Taking the song "It Might As Well Be Spring," from the relatively unknown musical "Very Warm for May" the quartet worked miracles. Ross sang the vocal line with understatement, reminiscent of the great Miss Fitzgerald. Ross created her own set of rhythms on the Horace Silver classic, "Sister Sadie," and performed vocal gymnastics with "Teach Me Tonight."
This group is a must-see. If you like your jazz hot and sultry, innovative and provocative, Holli Ross is someone to hear.
German Reviews
New York Jazz Flair
Dillingen Public enthusiastic about Lackerschmid Trio
In the course of a tour of Germany the Wolfgang Lackerschmid Trio made a guest appearance in Dillingen last Sunday.
For a good two hours the musicians transported the large audience into the international atmosphere of American jazz clubs. Holli Ross, with her perfect intonation and feeling for jazz interpretation, was a highly competent participant and put the finishing touch on Lackerschmid's compositions. Wolfgang Lackerschmid, who performed on the vibraphone, was accompanied on bass by the Canadian bassist Rocky Knauer, who laid down a solid foundation, and by the fantastic guitarist Frank Kuroc, who was thoroughly convincing with his sympathetic playing.

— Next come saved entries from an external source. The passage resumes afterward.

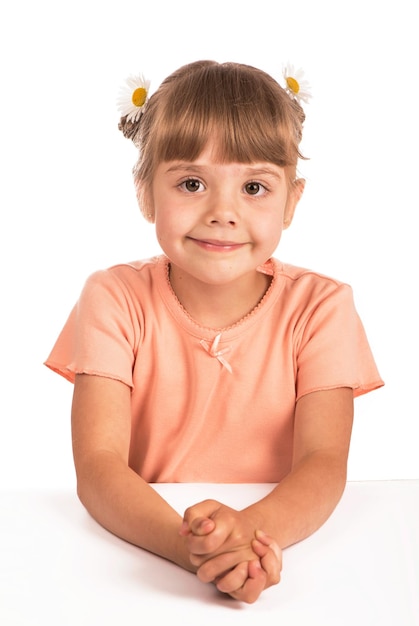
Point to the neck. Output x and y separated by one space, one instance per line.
219 306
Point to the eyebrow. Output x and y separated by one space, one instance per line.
249 171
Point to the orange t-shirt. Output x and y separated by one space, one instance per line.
211 406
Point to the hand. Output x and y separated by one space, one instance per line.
227 550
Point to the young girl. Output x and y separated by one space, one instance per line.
214 362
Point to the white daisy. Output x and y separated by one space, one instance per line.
133 96
295 84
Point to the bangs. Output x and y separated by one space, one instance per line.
241 109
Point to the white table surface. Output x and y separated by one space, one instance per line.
59 567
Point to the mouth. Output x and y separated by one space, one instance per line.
217 245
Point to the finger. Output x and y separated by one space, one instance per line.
269 561
215 567
198 526
253 586
234 579
267 540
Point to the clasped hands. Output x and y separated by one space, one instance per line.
227 548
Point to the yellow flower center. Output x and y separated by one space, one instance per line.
139 96
293 84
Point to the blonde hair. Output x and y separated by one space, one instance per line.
246 110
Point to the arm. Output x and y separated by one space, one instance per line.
115 495
299 504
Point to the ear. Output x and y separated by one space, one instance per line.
145 203
294 197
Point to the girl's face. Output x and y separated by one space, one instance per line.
217 222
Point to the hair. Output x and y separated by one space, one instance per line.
251 116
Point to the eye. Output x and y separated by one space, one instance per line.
254 189
192 185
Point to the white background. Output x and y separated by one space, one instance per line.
68 206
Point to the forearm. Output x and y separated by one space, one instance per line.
303 500
123 503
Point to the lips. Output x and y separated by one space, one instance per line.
217 245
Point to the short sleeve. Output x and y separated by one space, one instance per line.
99 337
334 350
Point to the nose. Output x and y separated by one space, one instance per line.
222 209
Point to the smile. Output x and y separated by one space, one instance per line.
216 245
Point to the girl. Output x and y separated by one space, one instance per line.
214 362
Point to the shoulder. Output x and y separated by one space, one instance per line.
307 282
128 276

One can hope that Lackerschmid's work with the Dillinger Band "Jazziz" may lead to a repetition of this kind of concert event.
THE BLUES BLOOM IN FEELING/SPRING
Wolfgang Lackerschmid, vibraphonist of world renown, in the Garsching Ratskeller
Holli Ross was the special guest. Lackerschmid works often with her in the USA, ever since they met there at a record date. Holli is most at home in the New York clubs. And though she is not yet so well known here, we know from Sinatra, "If you can make it there...."
Holli took up the red thread of the concert with her many sided, bright blues voice. She defiantly sang "I Can't Find a Reason For Spring" against the beer-garden weather, in order to prepare the ground with this sad blues for more lively offerings: swing a la Ella brought the small auditorium (which meanwhile had warmed up a bit) into the mood for Lackerschmid's wild bebop and free work "Take 2", or inviting numbers like "Waltz for Berlin" (made famous by Chet Baker) or a number which sounded like a jazz variant of Bill Withers' "Aint No Sunshine."
"Schonste Blutentraume..."
......The New York jazz singer Holli Ross proved that expressiveness and dynamics are possible even with limited amplification and arranged for the most beautiful blossom dreams with capacity to modulate between silky soft and arrestingly forceful.
Jazz in the Gulfhouse
Vechta
…..The very attentive audience was very involved, above all when the NY singer, Holli Ross got into the action. The singer with the look of an American college girl was dazzling with her strongly expressive and intense singing and showered so much energy, so much unrestrained cheerfulness that the audience had no choice but to let themselves be pulled along with it.
Lackerschmid and Ross were accompanied by Rocky Knauer (bass), Thomas Cremer (drums) and Peter Reiter (piano).